Menurut dokumentasi PBB, di daerah lain di Tepi Barat yang diduduki, termasuk di Al-Quds, pemukim ilegal menyerang secara fisik terhadap warga Palestina, menumbangkan tanaman lokal, mencuri karung gandum dan biji-bijian, dan merusak kendaraan dengan batu.

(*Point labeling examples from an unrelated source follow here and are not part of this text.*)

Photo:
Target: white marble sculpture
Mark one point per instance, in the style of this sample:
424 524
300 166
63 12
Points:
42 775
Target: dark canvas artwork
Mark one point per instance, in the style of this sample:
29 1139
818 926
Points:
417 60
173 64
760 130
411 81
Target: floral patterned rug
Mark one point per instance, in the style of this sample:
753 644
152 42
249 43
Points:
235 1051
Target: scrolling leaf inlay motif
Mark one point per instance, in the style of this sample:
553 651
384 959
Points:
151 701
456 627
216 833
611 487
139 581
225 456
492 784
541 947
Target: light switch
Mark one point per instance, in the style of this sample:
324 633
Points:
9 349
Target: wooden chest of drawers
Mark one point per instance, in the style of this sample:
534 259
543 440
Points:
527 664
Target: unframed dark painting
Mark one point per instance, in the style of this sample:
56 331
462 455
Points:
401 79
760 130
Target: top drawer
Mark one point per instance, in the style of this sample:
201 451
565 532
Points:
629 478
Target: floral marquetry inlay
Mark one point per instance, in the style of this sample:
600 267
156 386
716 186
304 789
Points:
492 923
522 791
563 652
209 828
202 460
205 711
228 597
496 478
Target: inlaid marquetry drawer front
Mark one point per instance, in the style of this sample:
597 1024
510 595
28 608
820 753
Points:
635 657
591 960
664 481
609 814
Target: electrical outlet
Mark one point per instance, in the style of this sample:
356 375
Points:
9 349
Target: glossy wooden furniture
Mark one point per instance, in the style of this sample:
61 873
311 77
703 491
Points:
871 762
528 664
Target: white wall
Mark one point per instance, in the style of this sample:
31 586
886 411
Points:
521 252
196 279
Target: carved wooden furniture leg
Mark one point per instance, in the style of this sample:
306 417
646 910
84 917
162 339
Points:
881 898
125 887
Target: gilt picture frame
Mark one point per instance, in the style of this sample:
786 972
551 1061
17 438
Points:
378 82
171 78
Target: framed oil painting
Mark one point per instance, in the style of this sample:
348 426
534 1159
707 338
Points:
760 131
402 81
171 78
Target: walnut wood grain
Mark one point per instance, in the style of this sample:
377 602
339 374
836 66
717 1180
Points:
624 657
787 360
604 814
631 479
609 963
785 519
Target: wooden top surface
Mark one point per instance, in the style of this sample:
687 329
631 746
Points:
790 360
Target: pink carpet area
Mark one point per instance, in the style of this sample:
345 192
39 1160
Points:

Jaber dan Manasra, keduanya mengatakan bahwa serangan terhadap mereka itu dilaporkan ke polisi kolonial Israel. Namun, ketika Al Jazeera mencoba mengkonfirmasi kepada kepolisian Israel, juru bicara polisi mengatakan tidak memiliki informasi dan hanya mengatakan insiden itu akan diselidiki.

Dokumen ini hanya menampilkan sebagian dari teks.